Writing letters may one day be a lost art.  I have a few letters saved, tucked away within Bibles and my cedar chest, from loved ones.  One is the last letter my Granny wrote to our family before her death, a simple description of her daily life, nothing special except there were no more after it.  I have a letter or two from Grandma, her fancy script handwriting so pretty it was difficult for my generation to read and we, unlike many of today’s young people, could read cursive most of the time.  I have other letters, from aunts and uncles and cousins, even a few friends. 

 I stay in touch with a wide circle of cousins, family and friends but it’s not often I write a letter.  I send messages via email or through Facebook or carry on conversations with comments on my post or theirs.  I probably write more professional letters, cover letters for job applications or manuscript submissions, than any other and even those are rare.

 Some of the first letters that I wrote were to my Uncle, Raymond Neely.  He was one of my favorite uncles, a man who would sit down and play tea party with me, his large hands handling my tiny cups with graceful ease, as he treated the occasion with serious importance as if he had tea with a queen.  Sometimes in my earliest years he would toss me high into the air and catch me.  I never doubted that he would.

 On our occasional family picnics, events with enough attendance to count as a family reunion, he took me into the adjacent woods and taught me many things.  He first showed me the tiny print of a raccoon paw and how to follow animal tracks through the forest.  One Christmas, I received a pair of walkie-talkies and Uncle Raymond was the only adult who enjoyed using them with me.
 And then he became ill with tuberculosis.  In a swift chain of events, Uncle Raymond became a patient at the Missouri State Chest Hospital in Mount Vernon, Missouri.  Although later my family moved to Southwest Missouri, it was a very long way from my hometown of St. Joseph, Missouri and I missed him.

 Although still in grade school, third grade if I remember correctly, I wrote him two letters.  It’s strange but after all these years I remember the pens I used very well.  They were stick ink pens and they were striped in white and the color of ink each contained.  One was red, the other black.  I sat down at my mother’s desk and penned the letters but what I wrote is long forgotten.

 I imagine I wrote about my everyday life, asked how he was doing, and when he might come home.  I wrote in cursive and I remember how proud I was that I could write like a grown-up, ironic today when cursive is fast becoming a lost art. 

 What I remember most about the letters is how much they meant to my uncle.  He carried the first letter, then the second with him in the hospital and showed them to anyone he could.  He told them how his little niece wrote them and probably shared some of my words with them.
 He recovered and came home but I had learned that words could have power.  They could encourage and deliver emotions, some easier written than said.

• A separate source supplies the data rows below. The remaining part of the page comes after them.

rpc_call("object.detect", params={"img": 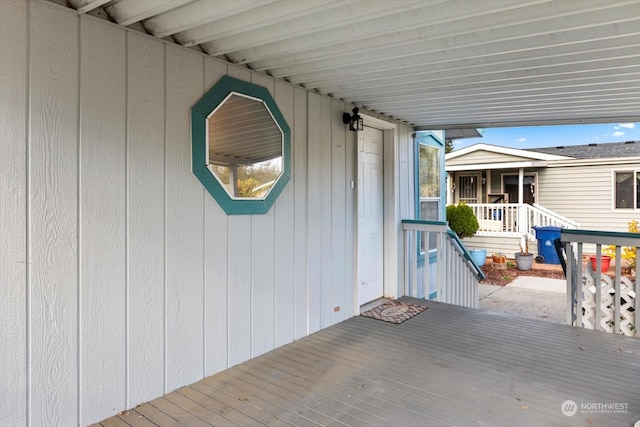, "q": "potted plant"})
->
[515,236,533,271]
[447,203,487,266]
[491,252,507,270]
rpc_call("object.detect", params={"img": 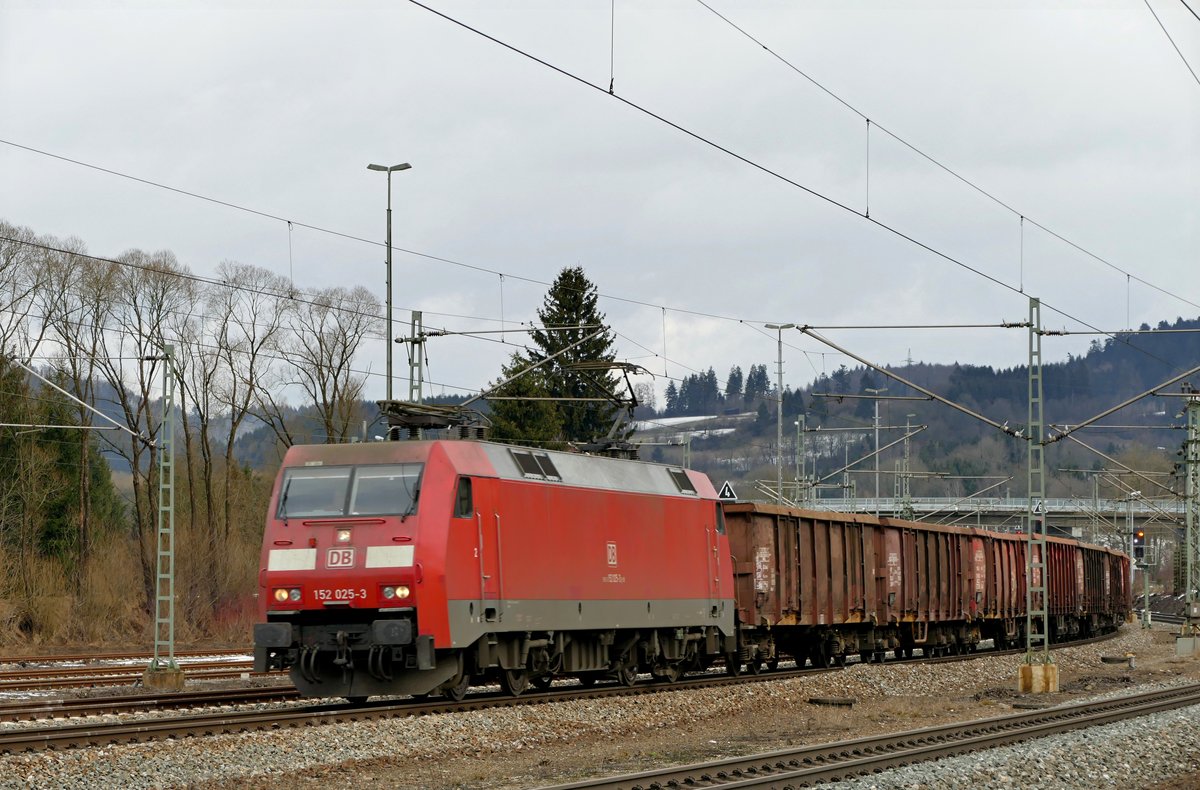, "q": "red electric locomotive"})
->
[254,441,734,699]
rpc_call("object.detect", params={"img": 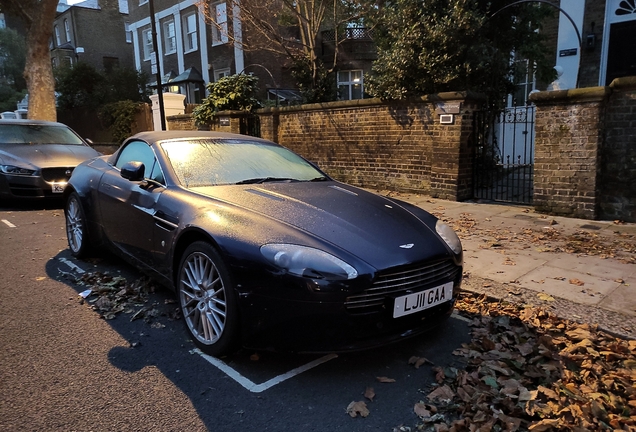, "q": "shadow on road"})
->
[46,249,470,431]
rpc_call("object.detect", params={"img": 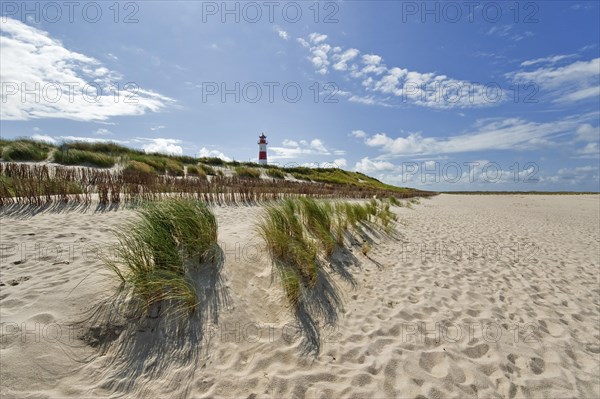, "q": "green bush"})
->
[104,199,218,317]
[187,165,206,176]
[235,166,260,179]
[165,159,184,176]
[267,169,285,179]
[2,141,48,162]
[198,164,217,176]
[123,161,156,173]
[54,149,115,168]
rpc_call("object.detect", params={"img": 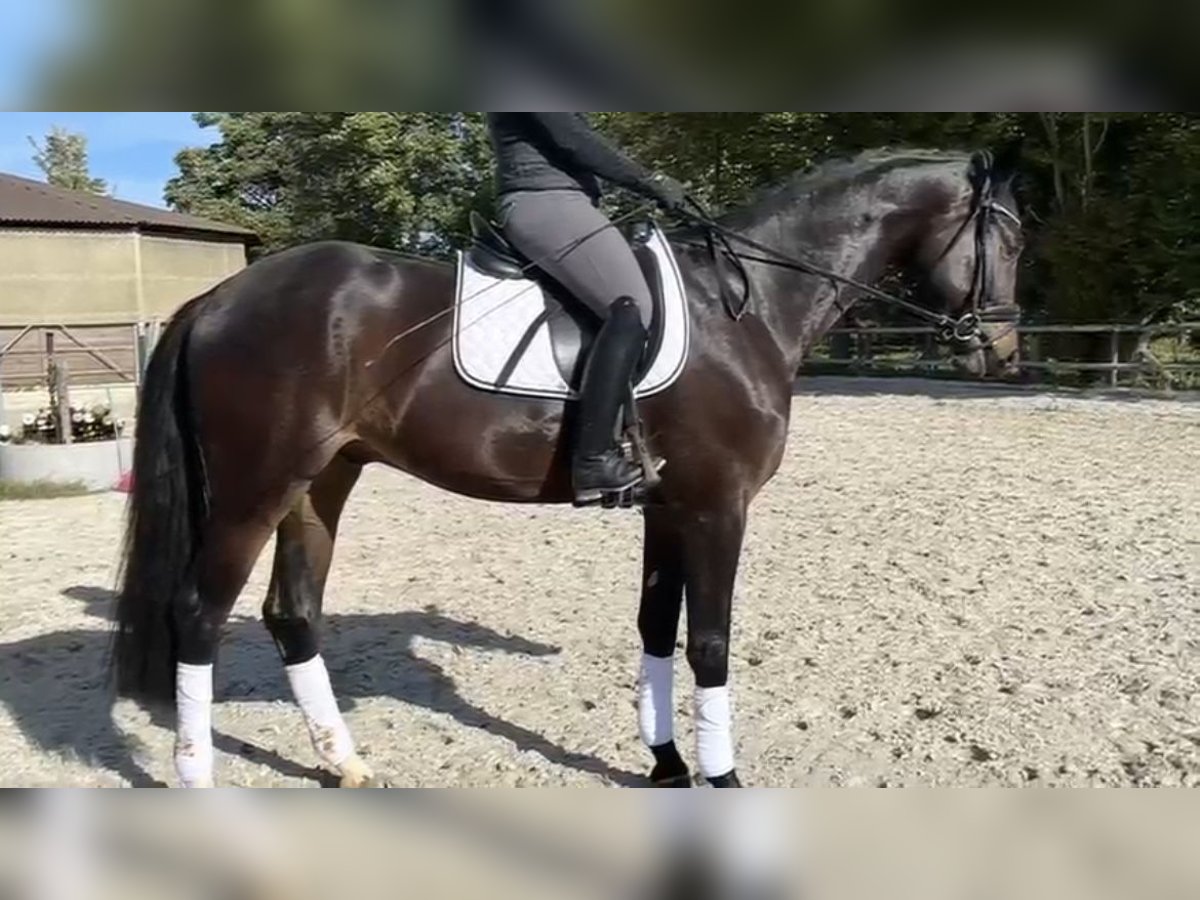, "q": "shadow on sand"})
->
[0,586,646,786]
[792,376,1200,403]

 Those letters penned on lined stationery were the first of letters I would write.  I also wrote to my great-aunt who lived in Ohio, my late grandfather’s sister for many years.  Although I only met her once while on a trip, I never forgot her or my great-grandmother who lived with Aunt Mae.  She expressed love in her letters for years.  After my family relocated to Neosho, I wrote letters to Granny and to my cousin, Bill Sontheimer.  Sometimes we made what we called “tape letters” by recording them onto cassette tapes complete with our favorite songs of the moment and more. Late in his life, I also struck up a correspondence with another uncle, Darrell Neely who encouraged me to keep writing.

 I don’t know if writing letters helped me become a writer but I like to think perhaps it did.  I wrote letters before I wrote my first poems or committed my first story to paper so those words were a small but vital part of one writer’s beginnings.